Örmeci and her team have also taken a similar approach with algae blooms, which are increasingly affecting Canadian waterways. “Basically, it’s the same technology (as polymer dose optimization). We’re just using a different wavelength to detect algae concentrations in real time.”
This measurement approach, designed to help water treatment plants monitor microalgae and cyanobacteria, has achieved commercialization with RealTech of Whitby, Ontario incorporating it into its UV-vis sensors. “We took the instrument and created a new application for them,” Örmeci says. “Before, they could not measure microalgae concentrations in real time, and now they can.”

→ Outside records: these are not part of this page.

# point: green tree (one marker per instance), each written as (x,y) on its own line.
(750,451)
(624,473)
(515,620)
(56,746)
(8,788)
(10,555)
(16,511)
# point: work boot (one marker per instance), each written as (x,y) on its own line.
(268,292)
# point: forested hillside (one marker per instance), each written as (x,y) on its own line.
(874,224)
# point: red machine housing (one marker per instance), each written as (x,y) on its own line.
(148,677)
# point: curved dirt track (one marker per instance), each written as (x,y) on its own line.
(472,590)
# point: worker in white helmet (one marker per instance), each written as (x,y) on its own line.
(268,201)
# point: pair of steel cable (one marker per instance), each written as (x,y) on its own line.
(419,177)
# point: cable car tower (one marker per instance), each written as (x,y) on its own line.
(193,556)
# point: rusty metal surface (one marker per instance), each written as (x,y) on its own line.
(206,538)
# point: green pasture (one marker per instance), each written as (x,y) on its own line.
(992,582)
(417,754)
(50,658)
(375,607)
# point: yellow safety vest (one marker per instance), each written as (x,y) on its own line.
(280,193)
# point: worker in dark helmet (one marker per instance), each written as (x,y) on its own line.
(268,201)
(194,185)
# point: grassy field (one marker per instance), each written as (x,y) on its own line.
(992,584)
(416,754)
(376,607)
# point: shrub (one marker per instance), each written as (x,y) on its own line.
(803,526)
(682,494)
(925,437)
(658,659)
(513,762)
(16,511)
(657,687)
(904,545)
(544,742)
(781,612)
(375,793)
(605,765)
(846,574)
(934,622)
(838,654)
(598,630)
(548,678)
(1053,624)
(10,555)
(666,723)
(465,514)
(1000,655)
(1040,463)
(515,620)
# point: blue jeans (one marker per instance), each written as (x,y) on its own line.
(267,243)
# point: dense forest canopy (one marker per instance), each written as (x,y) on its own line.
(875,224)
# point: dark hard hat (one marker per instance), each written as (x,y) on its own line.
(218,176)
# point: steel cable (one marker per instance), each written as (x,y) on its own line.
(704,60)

In fact, the system goes beyond measuring algae concentrations, tackling additional yet related water parameters such as dissolved organic carbon and nitrogen. “That’s really important because algae grows in the presence of nutrients,” Örmeci says.
While the pandemic has interfered with many routine activities, Örmeci’s team has continued an Environment Canada and Climate Change funded project to detect and quantify microplastics in freshwater systems. “Plastics do not dissolve and disappear,” Örmeci says. “They break up into smaller and smaller pieces, and research shows the adverse impact of microplastics not only on aquatic systems but also on human health. So we’re helping Canadian companies develop products and technologies so they can detect microplastics in water and wastewater samples.”
Örmeci is even tackling the novel coronavirus. Her research group was among the first in Canada to work on wastewater-based epidemiology, monitoring virus levels in sewer systems in order to hasten the prediction of case numbers and spotting of trends.
Early results show strong correlations between sampling and case numbers in Ottawa. “It’s important to be cautious, but we are seeing very good correlations with case numbers, and we can detect it a bit earlier than the clinical tests,” Örmeci says.
While scientists and engineers can become isolated in their laboratories, Örmeci mentors female students at Carleton and organizes outreach events to convince young women in high school to consider careers in science and engineering. “A lot of girls who are really, truly interested in science and engineering and who would be so good at it are discouraged and never really explore it,” Örmeci says.
Perhaps some of those young women will follow in Örmeci’s footsteps and earn the recognition she and her research program have received from industrial partners, municipalities, utilities, and professional bodies worldwide.